One way to do this is use a DataCollectionFactory interface. Systems
without a Database will just pass the calls on to DataCollection
Constructors/ methods. Systems with a database will save the information
before passing the call on.
4a. I used this approach for Provenace and would at some point like to
propose a similar approach to DataSources (without making it required)
--
Christian Brenninkmeijer
University of Manchester
MyGrid team
I'm fine with either approach.
> 2. Can there be more than one instance with the same internal information?
Yes, from my perspective.
> 3. Should they have an Unique Identifier?
Yes.
> 3a And if so how Unique? (Inside one BridgeDB Instance or world wide)?
One instance.
> 3b Do these Identifiers persist over time?
Some do, like all those that originate from identifiers.org.
> 4. If BridgeDB is backed by a Database should DataCollection information be
> saved in the Database?
Martijn?
> My personal opinions for a DataCollection are:
> 1. Yes DataCollections should be mutable. (See question 3)
> 2. Yes it MUST be possible to have more than one Instance of a
> DataCollections.
> 2a. DataCollections are opinions. I think these DataSources map. So that
> DataCollection represent my Opinion on one data collection. Another person
> may also have an opinion on a data collection stored in his own
> DataCollection. These two Object will look the same but are in fact
> different real world things. If we later (in an exstention to BridgeDB) add
> Provenance the two will have different Provenance.
I'm actually having a discussion with someone from MIRIAM about what
is a collection :) So, this is very much subjective indeed.
...
Looking forward to Martijn's ideas... I have not seen anything I'm against...
Egon
--
Dr E.L. Willighagen
Postdoctoral Researcher
Department of Bioinformatics - BiGCaT
Maastricht University (http://www.bigcat.unimaas.nl/)
Homepage: http://egonw.github.com/
LinkedIn: http://se.linkedin.com/in/egonw
Blog: http://chem-bla-ics.blogspot.com/
PubList: http://www.citeulike.org/user/egonw/tag/papers
Sorry for being away for awhile. Please remind me if you need a reply on
something, because I might have missed some things in the past two weeks.
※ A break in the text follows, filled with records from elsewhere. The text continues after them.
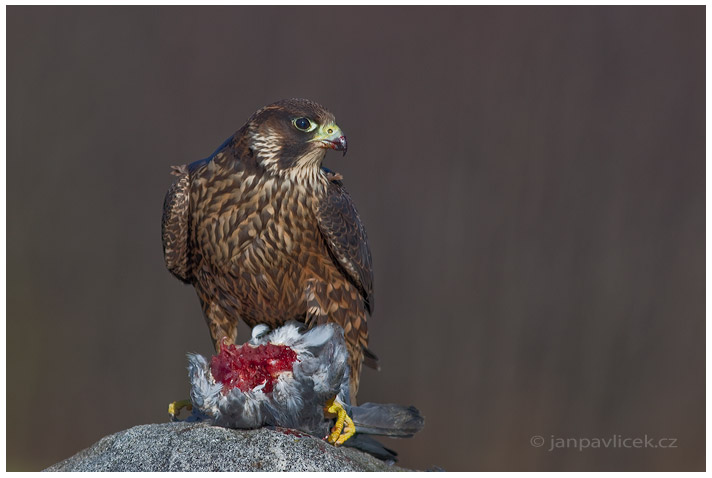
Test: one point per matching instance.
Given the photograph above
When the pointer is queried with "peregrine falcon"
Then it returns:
(266, 234)
(294, 379)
On 07/03/12 14:10, Christian brenninkmeijer wrote:
> Note: For details of what a DataCollection is please see previous thread.
>
> In looking at how to implement the creation of DataCollection Object we
> need to decide a few things.
>
> 1. Should they be mutable after creation?
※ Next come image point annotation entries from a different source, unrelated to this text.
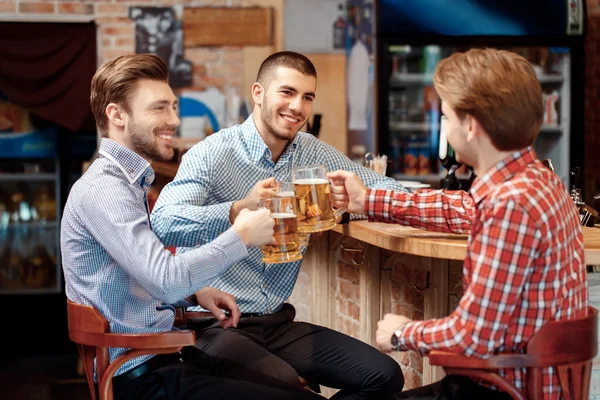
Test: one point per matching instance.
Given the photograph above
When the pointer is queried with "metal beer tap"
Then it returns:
(586, 213)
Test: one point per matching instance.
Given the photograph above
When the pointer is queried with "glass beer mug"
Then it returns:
(286, 189)
(315, 211)
(286, 247)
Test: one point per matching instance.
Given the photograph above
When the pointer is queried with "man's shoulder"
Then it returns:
(536, 192)
(221, 140)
I like immutability but as you say DataSource isn't immutable either, so
I guess I can go either way.
> 2. Can there be more than one instance with the same internal information?
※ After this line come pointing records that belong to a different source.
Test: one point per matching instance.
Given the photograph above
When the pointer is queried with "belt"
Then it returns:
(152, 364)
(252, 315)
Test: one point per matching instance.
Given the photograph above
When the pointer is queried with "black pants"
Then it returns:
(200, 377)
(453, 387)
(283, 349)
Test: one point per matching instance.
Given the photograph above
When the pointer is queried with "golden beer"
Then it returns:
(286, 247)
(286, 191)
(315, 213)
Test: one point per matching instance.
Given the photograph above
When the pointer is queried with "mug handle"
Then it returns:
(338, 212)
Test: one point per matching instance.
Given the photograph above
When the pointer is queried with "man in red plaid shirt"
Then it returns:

It's probably not as critical, but it's nice to do so. A big reason for
enforcing single instances for DataSource is that it's much easier to
test for equality. And this again makes it easier to test for equality
on Xref. This helps especially with usage of java.util.Set, which is a
common use case.
> 3. Should they have an Unique Identifier?
If identifiers.org defines one, then you can use that one.
> 3a And if so how Unique? (Inside one BridgeDB Instance or world wide)?
> 3b Do these Identifiers persit over time?
> 4. If BridgeDB is backed by a Database should DataCollection information
> be saved in the Database?
Not sure about this... The information about DataSources is indeed not
in a real "database". However, DataSource info is loaded from a
configuration file, which could be seen as a cache of information from
MIRIAM plus some extras.
So in that sense, DataSource is backed by the MIRIAM registry database.
What is important to me is that however you implement this, it should be
possible to run offline, using a Cache (like we're doing right now) or
gracefully falling back to something else. Software that forces you to
work online all the time is impractical.
>
> For comparison the answers for a DataSource are
> 1. They are mutable (but see next answer)
> 2. There can never be two instances with similar internal information
> (excluding two pointers to the same object)
> So if a DataSource is changed it effect every use of that DataSource
> system wide.
> 3. DataSources have unique identifiers.
That depends on your point of view... You could call
DataSource.getByFullName("Entrez") and then DataSource.getByFullName
("Entrez gene") and end up with two objects.